比较容易想到的方法是,利用二分查找,在排序后的数组中以插入的方式进行插入,如果元素的组织形式为链表而非数组,那么插入是可以做到O(logN)
的。
最大最小堆实现
但是因为最近刚刚学了堆,所以估计作业是想让我们用堆来实现,想了很久想到一种实现方式。
要用堆来实现动态求中位数,需要维护两个堆,一个最大堆,一个最小堆。最大堆用来存储比中位数小的所有元素,最小堆用来存储比中位数大的所有元素。同时要维护两个int变量medianLow与medianLarge。元素数量为奇数时,中位数存储在medianLow中,元素数量为偶数时,中位数为medianLow和medianLarge的平均值。
插入的时候,如果插入之前有奇数个元素,那么分情况讨论:
- 如果插入的元素大于插入前的中位数,即meidanLow,就将元素插入至最小堆,然后在最小堆中取出堆顶元素,存入medianLarge。
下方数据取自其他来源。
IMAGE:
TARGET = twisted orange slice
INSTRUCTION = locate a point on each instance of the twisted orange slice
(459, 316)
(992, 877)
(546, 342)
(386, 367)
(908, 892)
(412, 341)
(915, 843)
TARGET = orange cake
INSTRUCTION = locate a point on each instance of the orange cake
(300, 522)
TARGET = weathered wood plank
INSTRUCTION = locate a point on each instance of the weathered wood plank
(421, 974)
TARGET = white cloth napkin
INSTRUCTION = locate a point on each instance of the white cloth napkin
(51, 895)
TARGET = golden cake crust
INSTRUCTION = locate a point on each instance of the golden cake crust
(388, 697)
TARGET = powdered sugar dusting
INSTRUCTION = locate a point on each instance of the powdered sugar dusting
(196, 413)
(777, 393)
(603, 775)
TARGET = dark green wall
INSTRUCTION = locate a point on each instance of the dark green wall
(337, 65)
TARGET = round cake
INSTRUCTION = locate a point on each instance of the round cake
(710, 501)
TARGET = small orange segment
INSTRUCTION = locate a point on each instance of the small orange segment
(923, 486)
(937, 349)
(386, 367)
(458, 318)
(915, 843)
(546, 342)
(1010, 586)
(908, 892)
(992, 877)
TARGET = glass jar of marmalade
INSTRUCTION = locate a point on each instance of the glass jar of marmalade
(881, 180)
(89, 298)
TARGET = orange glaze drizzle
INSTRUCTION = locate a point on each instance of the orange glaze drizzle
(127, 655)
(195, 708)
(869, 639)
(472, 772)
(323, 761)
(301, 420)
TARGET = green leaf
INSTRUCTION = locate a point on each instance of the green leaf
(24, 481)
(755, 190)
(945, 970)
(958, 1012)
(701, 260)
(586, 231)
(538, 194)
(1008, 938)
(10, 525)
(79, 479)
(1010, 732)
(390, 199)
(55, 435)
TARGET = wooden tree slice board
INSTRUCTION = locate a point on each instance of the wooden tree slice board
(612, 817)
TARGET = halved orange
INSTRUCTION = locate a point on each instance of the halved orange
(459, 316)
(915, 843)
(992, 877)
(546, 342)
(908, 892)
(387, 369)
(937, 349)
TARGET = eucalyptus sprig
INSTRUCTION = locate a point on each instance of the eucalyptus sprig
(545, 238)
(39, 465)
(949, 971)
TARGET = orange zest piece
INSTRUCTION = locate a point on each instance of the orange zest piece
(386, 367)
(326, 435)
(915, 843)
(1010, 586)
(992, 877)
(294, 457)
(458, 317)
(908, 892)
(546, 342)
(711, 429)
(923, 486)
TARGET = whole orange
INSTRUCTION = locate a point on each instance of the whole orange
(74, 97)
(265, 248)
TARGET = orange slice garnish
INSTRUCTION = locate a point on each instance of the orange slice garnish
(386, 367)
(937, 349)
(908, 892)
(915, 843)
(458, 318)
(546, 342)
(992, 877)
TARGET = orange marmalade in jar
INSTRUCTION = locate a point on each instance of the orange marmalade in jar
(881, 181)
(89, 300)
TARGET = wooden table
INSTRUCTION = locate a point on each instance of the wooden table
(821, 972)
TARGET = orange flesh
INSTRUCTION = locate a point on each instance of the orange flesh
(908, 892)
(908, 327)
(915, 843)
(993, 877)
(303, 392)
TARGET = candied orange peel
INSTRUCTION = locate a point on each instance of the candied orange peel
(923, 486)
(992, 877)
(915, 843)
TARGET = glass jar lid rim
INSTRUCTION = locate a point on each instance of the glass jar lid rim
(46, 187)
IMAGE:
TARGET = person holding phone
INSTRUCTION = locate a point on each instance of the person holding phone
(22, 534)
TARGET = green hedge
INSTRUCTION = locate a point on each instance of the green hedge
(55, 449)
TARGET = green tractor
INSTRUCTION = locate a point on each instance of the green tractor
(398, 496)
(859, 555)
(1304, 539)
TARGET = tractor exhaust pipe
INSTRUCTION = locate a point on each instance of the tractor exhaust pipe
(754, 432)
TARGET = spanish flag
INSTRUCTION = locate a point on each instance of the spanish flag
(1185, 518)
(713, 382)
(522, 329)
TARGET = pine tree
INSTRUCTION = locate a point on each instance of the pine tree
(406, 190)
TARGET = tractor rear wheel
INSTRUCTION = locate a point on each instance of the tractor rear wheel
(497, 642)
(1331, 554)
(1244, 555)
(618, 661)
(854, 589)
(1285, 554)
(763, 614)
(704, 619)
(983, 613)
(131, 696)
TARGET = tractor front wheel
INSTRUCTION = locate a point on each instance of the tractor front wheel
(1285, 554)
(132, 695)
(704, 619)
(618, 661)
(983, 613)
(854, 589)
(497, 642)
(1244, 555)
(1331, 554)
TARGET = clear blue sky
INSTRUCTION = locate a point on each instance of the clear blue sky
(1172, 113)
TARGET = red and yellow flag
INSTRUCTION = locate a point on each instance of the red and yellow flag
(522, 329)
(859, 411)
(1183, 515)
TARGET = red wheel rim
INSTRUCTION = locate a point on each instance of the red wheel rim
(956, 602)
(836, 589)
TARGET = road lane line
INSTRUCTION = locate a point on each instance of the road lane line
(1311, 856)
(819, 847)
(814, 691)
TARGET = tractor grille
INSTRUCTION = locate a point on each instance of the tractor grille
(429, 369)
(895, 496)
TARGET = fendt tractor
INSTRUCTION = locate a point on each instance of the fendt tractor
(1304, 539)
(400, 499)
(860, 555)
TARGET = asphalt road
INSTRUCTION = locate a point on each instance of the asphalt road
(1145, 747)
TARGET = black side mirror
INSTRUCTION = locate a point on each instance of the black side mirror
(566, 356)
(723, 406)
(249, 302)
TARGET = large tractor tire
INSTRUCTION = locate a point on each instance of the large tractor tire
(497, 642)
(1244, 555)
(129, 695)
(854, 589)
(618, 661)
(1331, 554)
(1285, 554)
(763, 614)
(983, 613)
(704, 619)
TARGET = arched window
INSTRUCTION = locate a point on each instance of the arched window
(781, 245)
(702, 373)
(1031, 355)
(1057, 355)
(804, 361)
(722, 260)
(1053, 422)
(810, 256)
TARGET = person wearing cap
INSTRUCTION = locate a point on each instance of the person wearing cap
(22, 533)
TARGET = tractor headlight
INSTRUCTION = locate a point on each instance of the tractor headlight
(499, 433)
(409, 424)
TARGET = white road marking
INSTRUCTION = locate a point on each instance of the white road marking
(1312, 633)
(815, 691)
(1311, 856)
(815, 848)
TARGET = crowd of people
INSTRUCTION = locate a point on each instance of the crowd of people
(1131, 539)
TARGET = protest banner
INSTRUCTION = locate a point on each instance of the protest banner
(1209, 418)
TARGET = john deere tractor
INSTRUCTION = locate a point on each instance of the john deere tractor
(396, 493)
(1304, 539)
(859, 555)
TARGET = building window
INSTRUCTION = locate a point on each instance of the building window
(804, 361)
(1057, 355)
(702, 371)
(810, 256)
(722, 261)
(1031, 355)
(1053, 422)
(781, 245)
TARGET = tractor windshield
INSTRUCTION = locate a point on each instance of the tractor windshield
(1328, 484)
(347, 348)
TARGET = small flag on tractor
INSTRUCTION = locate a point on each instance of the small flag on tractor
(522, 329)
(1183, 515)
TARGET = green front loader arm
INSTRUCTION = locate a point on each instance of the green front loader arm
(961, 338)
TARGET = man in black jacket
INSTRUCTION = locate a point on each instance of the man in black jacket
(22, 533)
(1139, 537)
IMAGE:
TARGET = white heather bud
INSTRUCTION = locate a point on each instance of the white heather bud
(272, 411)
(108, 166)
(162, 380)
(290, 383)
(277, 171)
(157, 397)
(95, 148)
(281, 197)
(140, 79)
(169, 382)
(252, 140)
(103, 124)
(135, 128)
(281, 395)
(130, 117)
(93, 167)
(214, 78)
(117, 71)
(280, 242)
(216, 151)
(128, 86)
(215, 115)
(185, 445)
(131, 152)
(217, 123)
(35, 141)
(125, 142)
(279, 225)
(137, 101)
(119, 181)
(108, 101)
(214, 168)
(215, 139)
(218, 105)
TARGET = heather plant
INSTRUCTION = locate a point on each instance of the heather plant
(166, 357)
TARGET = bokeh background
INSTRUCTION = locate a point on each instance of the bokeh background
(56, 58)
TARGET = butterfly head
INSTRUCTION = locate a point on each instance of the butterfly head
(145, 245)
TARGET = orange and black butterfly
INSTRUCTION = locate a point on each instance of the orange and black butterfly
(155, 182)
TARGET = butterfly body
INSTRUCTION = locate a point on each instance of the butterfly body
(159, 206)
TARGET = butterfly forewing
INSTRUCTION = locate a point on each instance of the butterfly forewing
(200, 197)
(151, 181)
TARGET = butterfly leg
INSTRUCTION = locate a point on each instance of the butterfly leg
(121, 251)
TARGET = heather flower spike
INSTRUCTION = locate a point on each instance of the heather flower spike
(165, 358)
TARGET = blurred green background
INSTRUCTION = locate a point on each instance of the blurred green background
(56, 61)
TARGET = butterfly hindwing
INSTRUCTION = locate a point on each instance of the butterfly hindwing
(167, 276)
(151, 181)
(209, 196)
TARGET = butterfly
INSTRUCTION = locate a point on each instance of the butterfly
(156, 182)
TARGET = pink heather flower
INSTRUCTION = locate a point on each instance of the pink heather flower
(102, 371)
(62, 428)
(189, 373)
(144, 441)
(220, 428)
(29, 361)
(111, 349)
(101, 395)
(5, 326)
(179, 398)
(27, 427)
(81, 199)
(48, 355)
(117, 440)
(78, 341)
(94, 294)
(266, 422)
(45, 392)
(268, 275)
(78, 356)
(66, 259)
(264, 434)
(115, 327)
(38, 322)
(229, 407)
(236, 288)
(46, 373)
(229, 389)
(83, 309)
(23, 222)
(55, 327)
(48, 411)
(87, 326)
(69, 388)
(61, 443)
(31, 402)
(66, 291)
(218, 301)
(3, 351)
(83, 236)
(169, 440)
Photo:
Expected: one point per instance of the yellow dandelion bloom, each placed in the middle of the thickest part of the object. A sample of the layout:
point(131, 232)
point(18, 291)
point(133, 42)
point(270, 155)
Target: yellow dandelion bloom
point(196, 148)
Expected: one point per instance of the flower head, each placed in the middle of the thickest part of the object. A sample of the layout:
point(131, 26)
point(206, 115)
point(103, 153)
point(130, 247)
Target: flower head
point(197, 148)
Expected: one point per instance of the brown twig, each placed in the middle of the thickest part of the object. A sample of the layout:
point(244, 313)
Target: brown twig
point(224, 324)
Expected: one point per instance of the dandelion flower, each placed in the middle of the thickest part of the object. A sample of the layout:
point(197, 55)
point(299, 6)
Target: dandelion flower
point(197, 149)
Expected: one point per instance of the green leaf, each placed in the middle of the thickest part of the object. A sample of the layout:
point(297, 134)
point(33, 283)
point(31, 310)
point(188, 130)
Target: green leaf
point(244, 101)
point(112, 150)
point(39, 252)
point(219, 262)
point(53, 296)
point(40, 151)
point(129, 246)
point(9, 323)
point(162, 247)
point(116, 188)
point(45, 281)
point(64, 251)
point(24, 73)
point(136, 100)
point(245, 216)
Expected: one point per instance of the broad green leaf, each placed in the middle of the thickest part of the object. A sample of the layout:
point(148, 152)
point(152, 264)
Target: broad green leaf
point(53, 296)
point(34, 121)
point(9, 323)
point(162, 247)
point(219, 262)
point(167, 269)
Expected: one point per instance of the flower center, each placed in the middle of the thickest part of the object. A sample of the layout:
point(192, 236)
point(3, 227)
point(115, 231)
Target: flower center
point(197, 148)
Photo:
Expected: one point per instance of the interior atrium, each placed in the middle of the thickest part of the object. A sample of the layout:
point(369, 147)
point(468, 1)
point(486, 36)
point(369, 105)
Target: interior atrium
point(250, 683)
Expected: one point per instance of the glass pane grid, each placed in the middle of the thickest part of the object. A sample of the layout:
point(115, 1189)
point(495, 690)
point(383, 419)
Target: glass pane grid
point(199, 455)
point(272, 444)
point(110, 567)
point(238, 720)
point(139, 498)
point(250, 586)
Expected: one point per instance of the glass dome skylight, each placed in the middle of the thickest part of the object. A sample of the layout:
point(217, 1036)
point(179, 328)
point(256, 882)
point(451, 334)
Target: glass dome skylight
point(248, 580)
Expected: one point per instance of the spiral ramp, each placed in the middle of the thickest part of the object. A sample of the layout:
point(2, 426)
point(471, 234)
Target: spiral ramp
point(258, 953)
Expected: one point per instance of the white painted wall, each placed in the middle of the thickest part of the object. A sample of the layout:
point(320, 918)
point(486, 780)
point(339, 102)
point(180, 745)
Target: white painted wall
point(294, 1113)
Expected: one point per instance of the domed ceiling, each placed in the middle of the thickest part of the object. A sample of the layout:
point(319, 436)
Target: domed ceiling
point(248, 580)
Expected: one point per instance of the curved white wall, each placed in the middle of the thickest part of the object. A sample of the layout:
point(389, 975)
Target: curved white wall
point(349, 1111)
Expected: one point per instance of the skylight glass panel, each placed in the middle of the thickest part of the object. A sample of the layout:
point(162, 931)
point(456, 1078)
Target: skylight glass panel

- 如果插入的元素小于插入前的中位数,即meidanLow,就将元素插入至最大堆,然后在最大堆中取出堆顶元素,将medianLow存入medianLarge,然后将取出的堆顶元素存入medianLow。
而如果插入之前有偶数个元素,那么同样分情况讨论:
- 如果插入的元素大于medianLarge,就将元素插入至最小堆,然后把medianLow插入至最大堆,此时medianLarge就是插入后数组的中位数。
- 如果插入的元素小于medianLow,就将元素插入至最大堆,然后把medianLarge插入至最小堆,此时meidanLaw就是插入后数组的中位数。
- 如果插入的元素大小在medianLow与medianLarge之间,就把medianLow与medianLarge分别插入最大堆与最小堆,此时原本需插入的元素为中位数。
而且显而易见,插入的时间复杂度是O(logN)
的。
CPP实现
实现此想法,需要先实现最大堆与最小堆,然后利用两个堆对数据进行操作。
#include <iostream>
using namespace std;
/*Heap, max or min is optional by a string "max" or "min"*/
template <class T>
class Heap
{
public:
Heap(T* data, int size, int maxSize, string str);
~Heap();
void insert(T value);
T remove();
void printHeap();
int getSize();
/*test func*/
// void test();
private:
string attr;
T* data;
int size;
int maxSize;
/*assistant func*/
int parent(int i);
int leftChild(int i);
int rightChild(int i);
void swap(int i, int j);
/*main func*/
void heapKeep(int i);
void buildHeap();
};
/*median Heaps. it has two heaps,
*one is min heap which stores the node whose value is larger than median
*and other one is max heap which stores the node whose value is lower than median
*/
class MedianHeap
{
public:
MedianHeap(int size);
void insert(int number);
int returnMedian();
private:
Heap<int> maxHeap;
Heap<int> minHeap;
/*when size is odd, median stores in medianLow
*when size is even, median stores in medianLow(low number) and medianLarge(large number)
*/
int medianLow, medianLarge;
int size;
};
template<class T>
Heap<T>::Heap(T* data, int size, int maxSize, string str)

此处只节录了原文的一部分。